Originally spawned by Integrated Biopharma (OTC: INBP.OB), an obscure vitamin seller that currently trades for less than 20 cents a share, IBIO has seen its own stock rocket from 55 cents to a high of $6 during its past 12 months as a stand-alone company. To critics who have followed both companies for years, however, IBIO looks a lot less healthy than its current share price.
First and perhaps foremost, they say, IBIO faces a looming secondary offering that will allow holders of low-priced stock – including a tainted brokerage house with a buy rating on the name – to cash in huge gains on millions of cheap shares. By increasing IBIO’s share count by 45%, they note, that offering alone could slash the company’s stock price by almost half. But even without the threat of massive dilution, they say, IBIO looks like a grossly overvalued company that resembles its former parent far more than it does a promising biotech play.

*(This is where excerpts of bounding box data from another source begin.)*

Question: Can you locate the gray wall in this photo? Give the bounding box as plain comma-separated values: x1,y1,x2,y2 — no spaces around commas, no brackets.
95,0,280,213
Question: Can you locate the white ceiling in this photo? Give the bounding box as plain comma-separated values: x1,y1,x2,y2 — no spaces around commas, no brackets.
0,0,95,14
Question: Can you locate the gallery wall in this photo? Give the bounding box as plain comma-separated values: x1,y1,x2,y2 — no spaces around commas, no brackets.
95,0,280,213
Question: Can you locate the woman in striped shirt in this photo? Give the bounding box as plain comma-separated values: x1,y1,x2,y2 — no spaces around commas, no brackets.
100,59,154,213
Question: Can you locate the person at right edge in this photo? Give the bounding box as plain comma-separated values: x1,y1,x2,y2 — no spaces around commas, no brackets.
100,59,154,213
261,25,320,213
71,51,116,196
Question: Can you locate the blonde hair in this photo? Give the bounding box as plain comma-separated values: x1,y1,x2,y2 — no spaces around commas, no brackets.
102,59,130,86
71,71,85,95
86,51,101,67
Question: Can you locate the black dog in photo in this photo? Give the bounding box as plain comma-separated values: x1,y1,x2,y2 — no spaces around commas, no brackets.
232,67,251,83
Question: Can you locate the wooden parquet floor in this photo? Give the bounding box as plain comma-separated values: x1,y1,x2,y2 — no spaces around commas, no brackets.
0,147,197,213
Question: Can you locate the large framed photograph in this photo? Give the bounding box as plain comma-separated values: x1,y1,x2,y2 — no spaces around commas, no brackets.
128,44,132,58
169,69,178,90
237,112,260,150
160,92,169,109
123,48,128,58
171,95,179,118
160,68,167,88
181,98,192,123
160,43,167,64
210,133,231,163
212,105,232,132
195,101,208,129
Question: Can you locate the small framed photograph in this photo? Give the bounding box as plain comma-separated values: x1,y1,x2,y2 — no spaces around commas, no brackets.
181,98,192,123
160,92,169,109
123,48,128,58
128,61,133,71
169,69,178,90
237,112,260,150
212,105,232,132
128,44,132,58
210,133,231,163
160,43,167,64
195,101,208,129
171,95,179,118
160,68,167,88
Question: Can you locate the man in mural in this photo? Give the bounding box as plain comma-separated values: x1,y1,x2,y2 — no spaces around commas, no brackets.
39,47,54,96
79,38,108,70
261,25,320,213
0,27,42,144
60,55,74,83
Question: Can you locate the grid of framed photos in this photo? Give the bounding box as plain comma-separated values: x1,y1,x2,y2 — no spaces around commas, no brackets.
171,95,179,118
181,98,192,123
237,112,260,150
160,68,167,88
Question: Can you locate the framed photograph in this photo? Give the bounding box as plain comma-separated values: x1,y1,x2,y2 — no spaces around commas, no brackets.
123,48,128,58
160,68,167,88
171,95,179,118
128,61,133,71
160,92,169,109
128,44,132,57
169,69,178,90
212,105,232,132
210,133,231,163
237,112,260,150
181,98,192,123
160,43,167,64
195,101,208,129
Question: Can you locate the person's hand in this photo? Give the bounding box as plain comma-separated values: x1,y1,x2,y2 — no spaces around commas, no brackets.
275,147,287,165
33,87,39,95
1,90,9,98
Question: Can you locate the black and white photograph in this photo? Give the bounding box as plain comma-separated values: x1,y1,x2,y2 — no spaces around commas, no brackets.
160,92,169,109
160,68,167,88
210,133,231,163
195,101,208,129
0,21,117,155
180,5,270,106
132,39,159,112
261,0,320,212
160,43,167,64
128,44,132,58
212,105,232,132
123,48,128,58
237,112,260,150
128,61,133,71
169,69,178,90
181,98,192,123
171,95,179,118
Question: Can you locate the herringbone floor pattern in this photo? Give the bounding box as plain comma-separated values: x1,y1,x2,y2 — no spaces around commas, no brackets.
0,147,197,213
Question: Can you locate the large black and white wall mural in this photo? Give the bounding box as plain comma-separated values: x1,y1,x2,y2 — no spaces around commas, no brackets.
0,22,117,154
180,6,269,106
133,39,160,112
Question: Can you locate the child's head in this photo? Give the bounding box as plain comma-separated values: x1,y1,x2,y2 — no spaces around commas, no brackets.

To be sure, corporate filings show, IBIO and INBP share plenty of common traits. For starters, both companies employ CEOs from the same family. Robert B. Kay runs IBIO, while his brother E. Gerald Kay runs INBP and founded the original corporation (Chem International) that launched those intertwined firms. IBIO also counts Gerald Kay and his two daughters, INBP Executive Vice Presidents Christina Kay and Riva Sheppard, among the company’s largest shareholders. In fact, regulatory filings show, those INBP insiders boast larger stakes in IBIO than the company’s own CEO does.
All told, IBIO’s latest proxy statement shows, INBP insiders presently control more than half of IBIO’s outstanding shares.
Until late 2009, records show, IBIO and INBP also relied on the same auditing firm – cited at least twice for poor oversight – to sign off on their books. Flagged for their weak financial condition, both companies later received official warnings about their abilities to continue operating as going concerns as well.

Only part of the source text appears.